36-15, Suns at the end of 1.

Nash 11 pts (4-7), 5 assists, 5 rebs


----------



## Dissonance (Jul 21, 2004)

Dragic and Dudley going to work in the 2nd qrter.

43-21, Suns with 7:44 left.


----------



## Dissonance (Jul 21, 2004)

Jesus christ. Bucks on a 12-0 run.


----------



## Dissonance (Jul 21, 2004)

54-42, Suns at the half. Awful second qrter. Credit the Bucks for turning up the energy. Especially on defense to create some turnovers.


----------



## MeirToTheWise (Nov 9, 2005)

I haven't really gotten to see the Suns play the past few weeks. Why has Nash been turning the ball over so much in the past few games?


----------



## MeirToTheWise (Nov 9, 2005)

Lol, Bogut missed a lay-up 2 inches away from the basket. Then Nash came down and hit a running jumper to give the Suns a 100-96 lead with 56 seconds to go. He's willing the team to victory yet again tonight. Cannot believe they squandered another big lead. Ugh >_>


----------



## MeirToTheWise (Nov 9, 2005)

Suns got lucky towards the end. Grant airballed a jumper then it bounced off Bogut's head or shoulder into JRich's hands at the top of the key. He got fouled going to the basket and made 1 of 2 free throws. Suns are up 101-96 with 21 seconds left.


----------



## MeirToTheWise (Nov 9, 2005)

Suns win it 105-101. Nash had 30 pts, 11 asts, 7 rebs, and 7 TOs (why is he turning it over so much lately?). Amare had 23 pts and 10 rebs.


----------



## Dissonance (Jul 21, 2004)

I fell asleep at halftime. Geez, looks like we completely blew that 24 pt lead. 3rd qrter came out almost as bad as the 2nd. Nash and Amare continue to bring it and Jrich has started to contribute This team outside of Amare and Nash are just inconsistent as hell, that's why the team is.
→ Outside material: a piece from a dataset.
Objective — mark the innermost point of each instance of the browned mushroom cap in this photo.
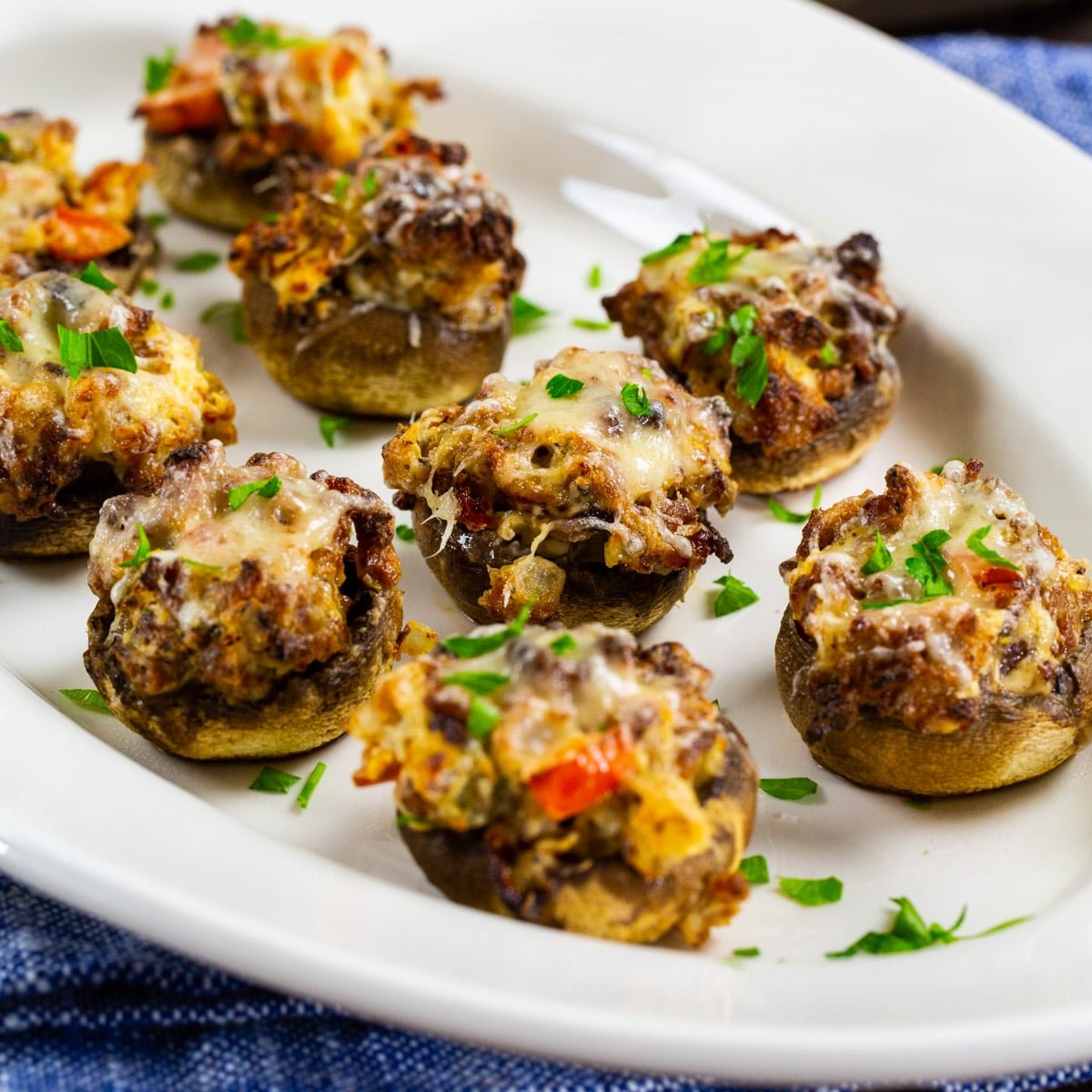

As for Nash's turnovers, we always expect them from him but early Jan, I've noticed these teams have been pressuring him (or at least trying to) with their PGs. He's avging 24 pts on 57% fg and 12 assists this month.


----------



## Hyperion (Dec 5, 2006)

MeirToTheWise said:


> Suns win it 105-101. Nash had 30 pts, 11 asts, 7 rebs, and 7 TOs (why is he turning it over so much lately?). Amare had 23 pts and 10 rebs.


Because Channing Frye and Richardson have dropped an extra 4 or 5 passes a game. They sit in the corner or wing and it goes out of bounds because they drop it or can't pick it up when they're cutting to the hoop, the TO goes to Nash even though it was a good pass.

As for the game. Frye was quite easily the worst player on the court. We started chanting for Lopez at the end, but he probably messed up big in practice to not be playing this one. Also, Bogut is one of the worst players in the league. I can't believe the Bucks are paying him $60million.


----------